How to Stop Wasting Your Money in 2021
If there’s anything we can expect as we head towards 2021 it is that the cost of living will continue to rise across Singapore. At first glance, the cost of living has not dramatically increased in recent years.
In fact, Singapore’s inflation rate has only averaged 1.7 percent since 1990 and has been stable to date despite global financial crises (AsiaOne 2019). Still, other costs like higher education, food, and healthcare have increased dramatically, and each of these elements are contributing to an expensive future for all Singaporeans. Building a robust savings account is the simplest way to prepare for the future, and 2021 is the perfect time to start doubling or even tripling those savings. Here are five uncomplicated ways to begin increasing your savings, starting in the new year.
Understand Where Your Money is Going – Always (AsiaOne 2020)
Before you can really begin to save, it’s essential to audit your current reoccurring and one-off expenses to understand where your money is going. This will allow you to make decisions about current purchases that may not be necessary during the new year. This will also help to calculate how much income you have in comparison to your current expenses. Once you understand how much excess you will have each month, you can begin to put incremental amounts towards your savings fund.
Treat Compound Interest as Your Friend (MoneySmart 2016)
Compound interest is the interest on a deposit (or loan) that is calculated based on both the initial principal and the accumulated interest. It can help a sum grow at a faster rate than simple interest, which will only be calculated based on the principal amount. Research and ask an expert about the best compound interest investments that will work best with your current life situation and watch as your savings grow!
One Man’s Trash, Another’s Treasure? (SingSaver 2015)
Who says you need to buy everything brand new? There are some areas where you can shop secondhand to get the best deal possible. Rather than getting the latest mobile phone or that giant flatscreen television, see if you can score a great deal from someone who decided to upgrade. Pocket what you saved on your smart shopping and return it to your growing savings funds!
It’s Time to Get that Promotion (AsiaOne 2020)
Have you been in your job for a significant period of time or taken on new responsibilities in your current role? It might be the right time to ask for a raise or apply for an internal promotion! If awarded, maintain your usual spending and use the extra money in your new and increased paycheck to bolster your savings account in double or triple the time.
Eliminate Two to Three Extra Expenses Each Month (SingSaver 2015)

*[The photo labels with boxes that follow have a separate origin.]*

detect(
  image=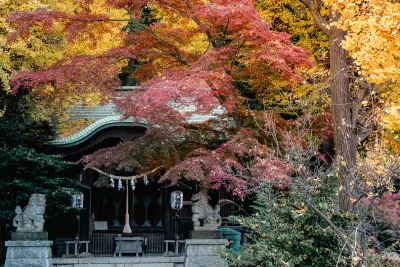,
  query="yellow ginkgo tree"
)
[0,0,127,119]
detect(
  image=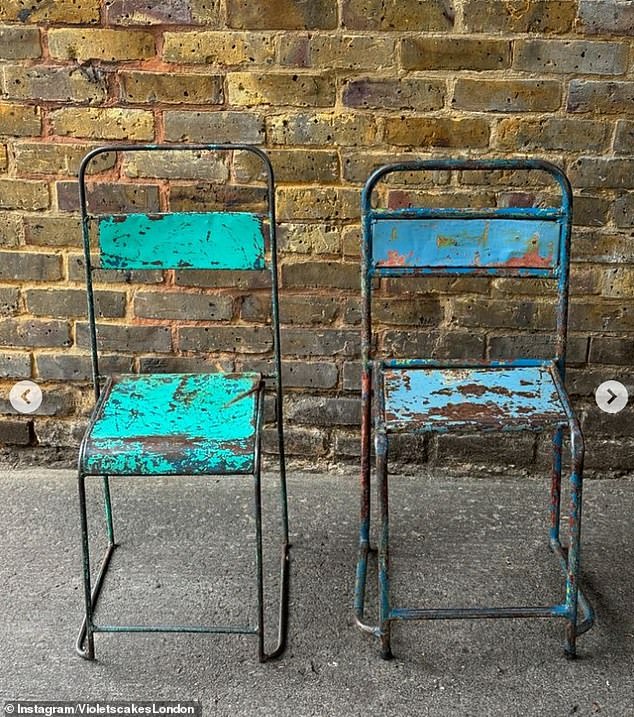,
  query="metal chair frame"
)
[355,159,594,659]
[75,144,290,662]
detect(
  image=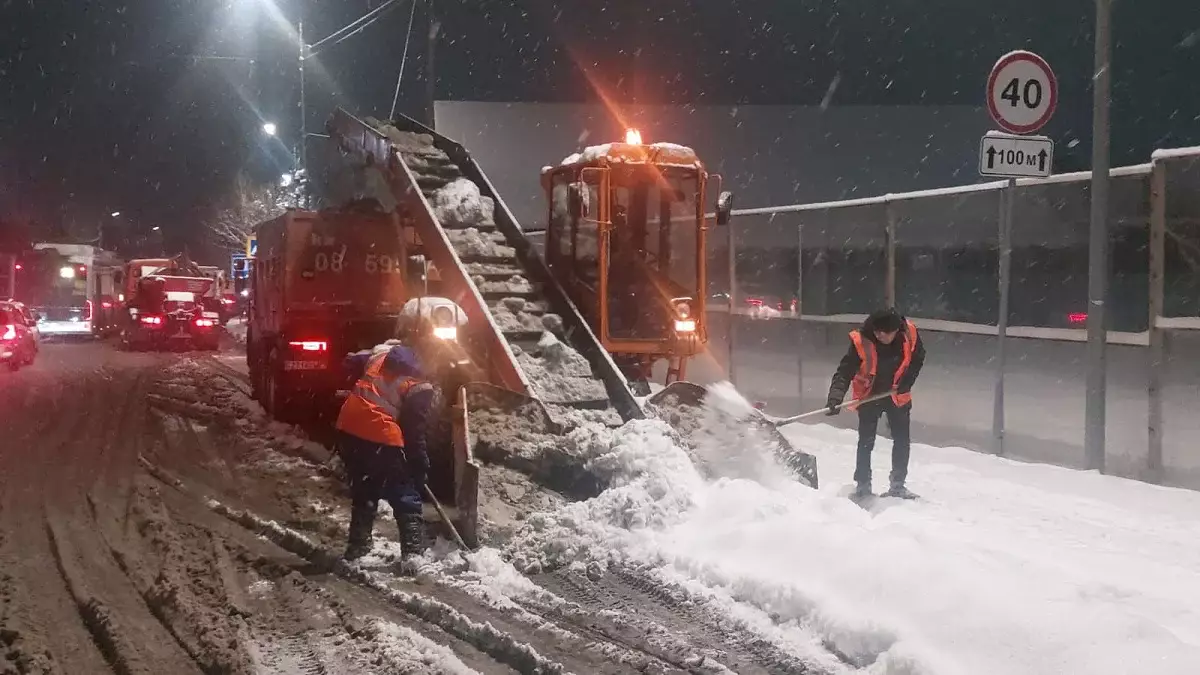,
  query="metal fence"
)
[709,149,1200,480]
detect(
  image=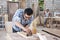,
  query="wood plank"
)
[42,29,60,38]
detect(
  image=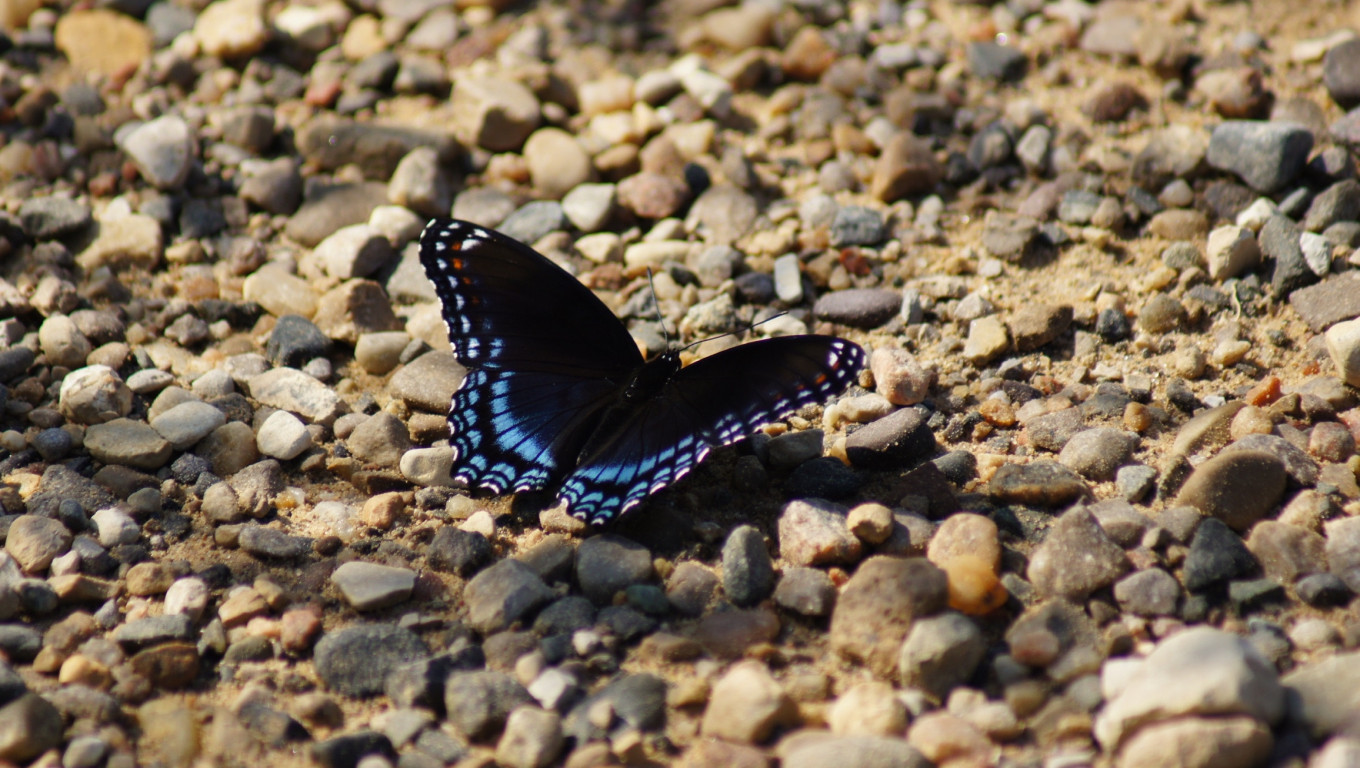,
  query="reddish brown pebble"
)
[279,605,321,654]
[1242,377,1282,405]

Every month, pinpoint three thing you spend a significant amount of money on (like that morning coffee or expensive gym membership you keep “forgetting” to use) and see where you can reduce each one by just 10%. Focusing on three to cut back on will ensure you’re successful in at least one area. You’d be surprised just how effective of a method this can be to adding to your savings on a regular basis.
If having a robust savings account isn’t on your 2021 resolutions list, it should be. By implementing even just one of these tips, you can significantly increase your savings – and if you’re consistent about maintaining it, you might just triple it before 2022!